Version Control with Git & GitHub

Version Control

Hands up - who has heard of version control software?
What do you think it does?


What is Version control? 🤔

The management of changes to documents, computer programs, large web sites, and other collections of information.

Examples:

  • Numbering of book editions
  • Wikipedia’s Page history


Where did it come from?

The need for a logical way to organize and control revisions has existed for almost as long as writing has existed, but revision control became much more important, and complicated when the era of computing began

Elements of a Version Control system

  • Changes are usually identified by a number or letter code, termed the “revision number”

  • Each revision is associated with a timestamp and the person making the change.

  • Only changes to a file are recorded rather than saving a whole new copy.

  • Revisions can be compared, restored, and with some types of files, merged.


What is git? 🤔

Open source (free to use) Version control software. Usually accessed via the command line, or a client program.

Where did it come from?

Git development began in 2006 after many developers of the Linux kernel gave up access to BitKeeper (at the time the best but proprietary)

Why use it in research?

Exhibit A

Image: xkcd CC BY-NC 2.5

Exhibit B

Image: “Piled Higher and Deeper” by Jorge Cham www.phdcomics.com

Image: “Piled Higher and Deeper” by Jorge Cham www.phdcomics.com

What is GitHub 🤔

A website that allows you to store your Git repositories online and makes it easy to collaborate with others. They also provide other services like issue (bug) tracking and wikis. Similar services are GitLab and BitBucket.

Why use it in research:

To enable collaboration and track contributions

images: Mozilla Science Lab CC-BY 4.0


Anatomy of GitHub Repo

  • Readme files. Create a README.md file to explain what your project is, and how to install and use it. README.md is the file that is automatically displayed when you open a GitHub repo.

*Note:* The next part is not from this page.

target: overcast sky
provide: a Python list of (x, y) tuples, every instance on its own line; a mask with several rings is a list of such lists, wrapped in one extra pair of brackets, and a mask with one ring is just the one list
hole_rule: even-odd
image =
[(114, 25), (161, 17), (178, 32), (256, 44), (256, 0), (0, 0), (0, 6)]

  • License. Without some sort of licence, the contents of the repository are technically closed. Some allow users of the code to do anything they like with their code - these are known as permissive licences. Examples are the MIT Licence or Apache.

  • Contributing guide - make a file called CONTRIBUTING.md and guidelines for contributors so they know what they should do if they want to help you out.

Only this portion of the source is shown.